Biden: Wearing a mask near someone even if both have been vaccinated is ‘patriotic responsibility’
Cites possibility that someone else might not have been vaccinated.
President Joe Biden this week claimed that wearing a mask around another person even if both individuals have been vaccinated against COVID-19 is a "patriotic responsibility."
Biden made the controversial claim during an interview with the "Today" show's Craig Melvin.
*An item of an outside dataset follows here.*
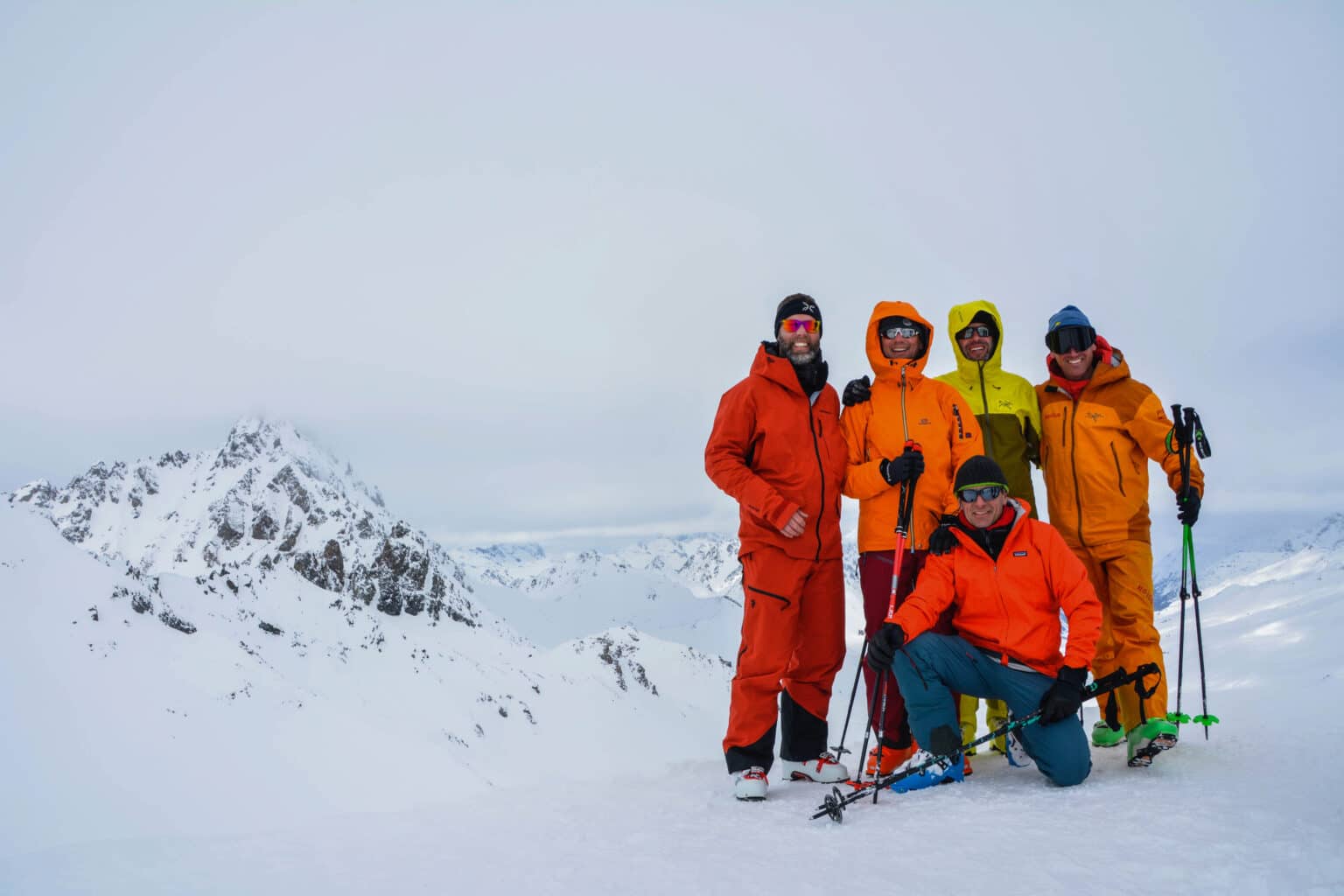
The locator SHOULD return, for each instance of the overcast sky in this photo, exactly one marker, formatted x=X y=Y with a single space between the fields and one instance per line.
x=506 y=256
The journalist had asked the president, given the CDC's recently revised guidance on outdoor mask usage, if Americans were "no longer going to see the President of the United States outside with a mask on."
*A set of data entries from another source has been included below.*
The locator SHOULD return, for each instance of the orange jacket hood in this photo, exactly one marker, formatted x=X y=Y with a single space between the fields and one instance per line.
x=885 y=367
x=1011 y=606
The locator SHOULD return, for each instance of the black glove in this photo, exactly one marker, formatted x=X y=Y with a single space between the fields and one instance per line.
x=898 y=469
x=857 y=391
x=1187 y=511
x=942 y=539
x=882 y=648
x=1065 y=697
Biden indicated that he would be outside without a mask on so long as he was not around any other people, a scenario the likelihood of which he admitted was "not … very high."
He acknowledged, however, that he was only going maskless for the interview with Melvin due to the fact that they were separated by what appeared to be about 12 feet.
"But if we were in fact sitting there talking to one another close, I'd have my mask on, and I'd bet you'd have a mask, even though we've both been vaccinated," Biden continued.
"And so it's a small precaution to take that has a profound impact," he added. "It's a patriotic responsibility for God's sake. It's making sure that your wife, your children, if in fact they haven't been vaccinated, making sure that they're not going to get sick."
More than half of U.S. adults have received at least one dose of the coronavirus vaccine.